Blue Jays' unique rival on Kevin Gausman mind

Blue Jays’ unique rival on Kevin Gausman mind

During the shortened 2020 season of Major League Baseball (MLB), Kevin Gausman has embarked on a peculiar routine.

The right-hander, then a member of the San Francisco Giants, took some advice from teammate Hunter Pence and began jotting down his thoughts with a pen and paper before each start. The whole process is about building strong trust, and repetition is key, Goldsman said.

Going into spring training in 2021, Goldsman’s mental skills continued to develop. The words he had emphasized in his notes were now ringing in his mind. Every morning, he drives to the Giants factory in Scottsdale, Arizona, with one goal and one goal.

“I’m a 20-game winner,” Goldsman told himself. “In order to win 20 games, whatever I have to do, this is what I have to do.”

If you went to the Blue Jays clubhouse early today, you might have seen Goldsman, often in grey sweatpants, hunched over a high table near the locker. His eyes were fixed on his diary, as if he was working on a scouting report, while his right hand rhythmically swung across the paper.

Goldsman did not sign or write the first 15 pitches of the game. Before each start, the 31-year-old finds a unique way to hold on, shrink his blindfolds and adjust his focus.

Like a machine, Goldsman printed the same phrase over and over on his exercise book—”I’m the winner of 20 games”—until he repeated the phrase 50 times on a new piece of paper .

Picking a pitcher’s head is a crazy thing. They’re creatures of different sizes, attitudes, and abilities, all assigned the crazy task of throwing little white balls over a hitter’s bat.

In a game full of failures, it’s no surprise that some people are experimenting with crazy cooking methods. When pitchers like Goldsman find something to hold on to, they take it to the extreme, especially when the results are on the field.

“This game is beating you all the time,” Goldsman said. “You have to build yourself up.

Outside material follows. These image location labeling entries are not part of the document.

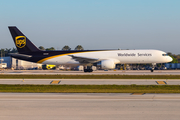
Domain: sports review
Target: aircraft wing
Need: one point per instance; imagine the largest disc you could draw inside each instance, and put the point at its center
(84, 60)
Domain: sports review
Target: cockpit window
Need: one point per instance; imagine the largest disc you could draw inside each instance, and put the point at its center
(165, 55)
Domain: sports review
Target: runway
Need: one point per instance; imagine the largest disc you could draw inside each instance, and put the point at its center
(55, 106)
(99, 72)
(92, 81)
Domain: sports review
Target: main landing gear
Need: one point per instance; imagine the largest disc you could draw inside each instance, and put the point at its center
(88, 69)
(153, 66)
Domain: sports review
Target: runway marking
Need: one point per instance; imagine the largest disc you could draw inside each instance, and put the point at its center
(55, 82)
(137, 93)
(161, 82)
(88, 99)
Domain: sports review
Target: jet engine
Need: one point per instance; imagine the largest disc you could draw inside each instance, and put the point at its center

That’s one of the things that worked for me.”

With the best pieces in baseball, why isn’t he confident? But it turned out that it was the unbreakable ego that allowed the division to do its job. Mindset speaks, not the other way around.

With his mind-mapping and traditional scouting checks done, pitching in the game remains a daunting task. In a stadium filled with noisy and sometimes hostile fans, it’s easy to get overwhelmed by pitchers. Goldsman has a unique strategy for refocusing the bright lights on the major league stage.

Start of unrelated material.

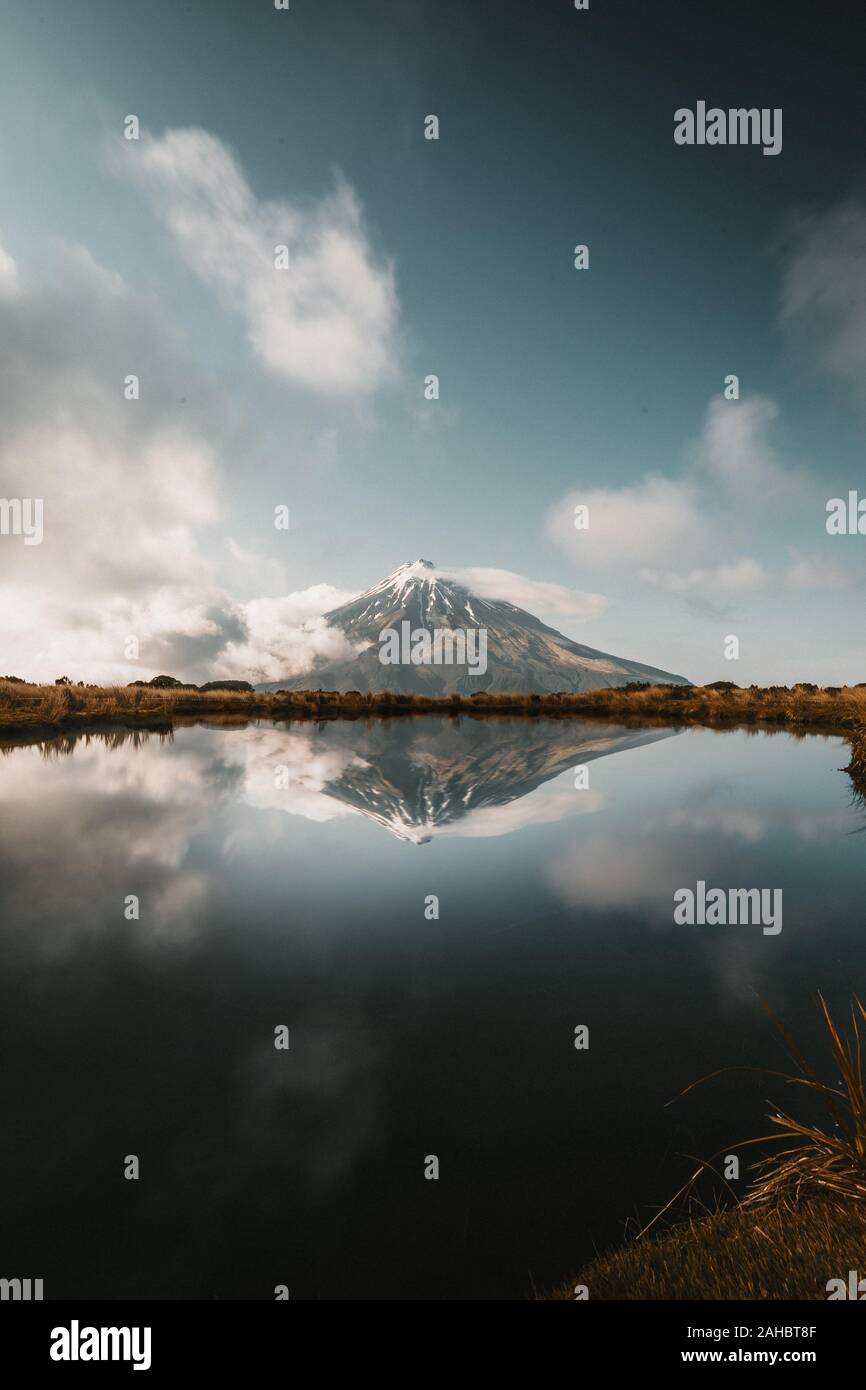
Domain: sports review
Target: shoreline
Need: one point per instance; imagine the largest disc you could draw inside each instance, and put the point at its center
(831, 710)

“Before I threw my first pitch, I looked around the stadium and said to myself, ‘Everyone is here watching my ball,'” Goldsman said. “It got me thinking, ‘Okay, let’s put them on a show. Let’s do a show these people are coming to see me.'”

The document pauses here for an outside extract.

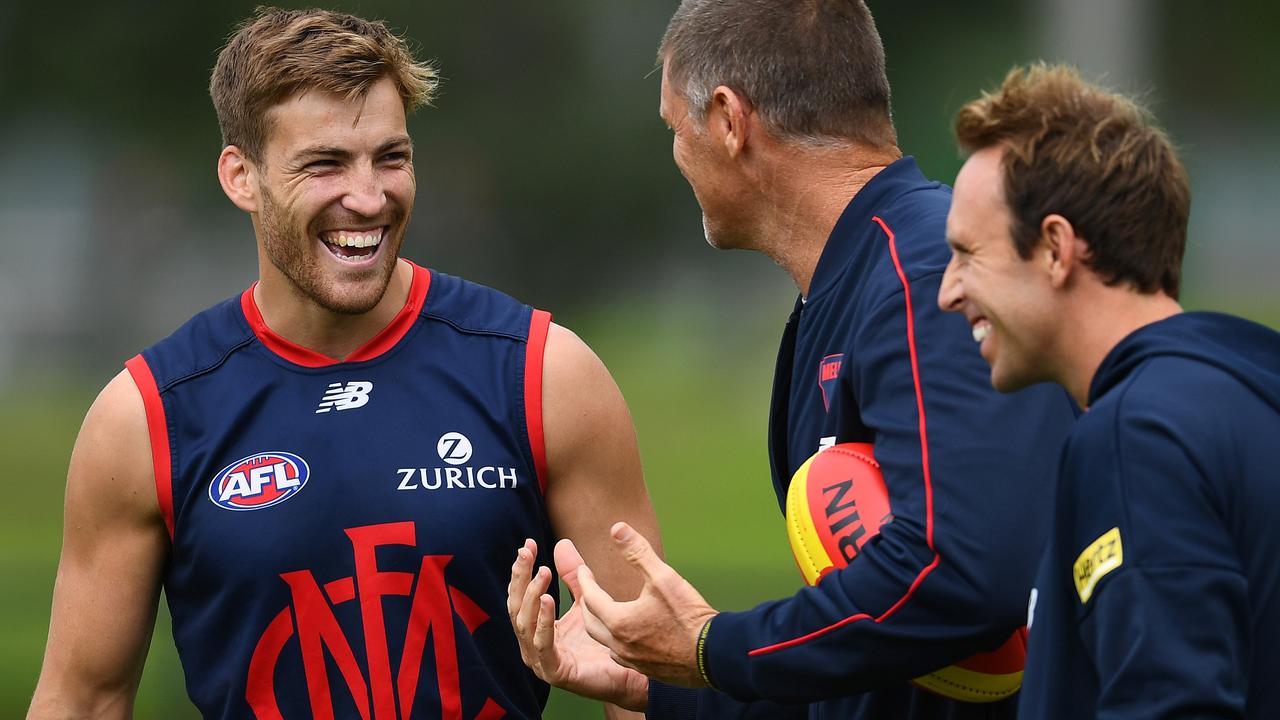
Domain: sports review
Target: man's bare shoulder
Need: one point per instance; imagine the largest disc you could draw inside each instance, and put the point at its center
(112, 461)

“Even though I’m at Yankee Stadium, I know they’re here to see Aaron Judge and all these guys, but in the back of my mind, I’m like, ‘No, they’re paying their money, their hard-working money, Come see me hitting these guys.

It’s not arrogance that drives the Gaussman engine. In fact, it was his otherworldly mentality on the mound that propelled him through the standard challenge of every baseball game, any brave soul who dared to dedicate his life to American pastime.

Goldsman was traded during his 10-year career, relegated to the bullpen and flagged for action. He’s been through everything. And when a player returns from a country as humble as Goldman’s, they tend to be more headstrong than ever.

Blue Jays manager John Schneider is familiar with the trip. Not from personal experience, but from those around him.

“I think great players and great competitors do have some very conscious things that they can take advantage of at any time,” Schneider said.

A receiver in the Blue Jays’ minor league system from 2003-2007, Schneider had a rare opportunity to work with the late Roy Halladay, a legendary and very confident starting pitcher.

“He’s a machine,” Schneider said of Halladay. “He’s someone everyone knows, just don’t get in his way the day he pitches.”

In one spring training, Schneider traded for starting receiver Greg Zun and caught Halladay’s bullpen.

“That’s 20 pitches or something like, ‘Hey, go for it. Get the doctor,'” he said. “I said, ‘Oh, wow, that’s great.’ It was there. It was like going to the surgeon, and it was mid-February.”

The big stories of Doc’s insatiable work ethic and no-nonsense attitude on the mountain have been around for years. Schneider watched everything up close, which is why he saw echoes of Haraday at Goldsman.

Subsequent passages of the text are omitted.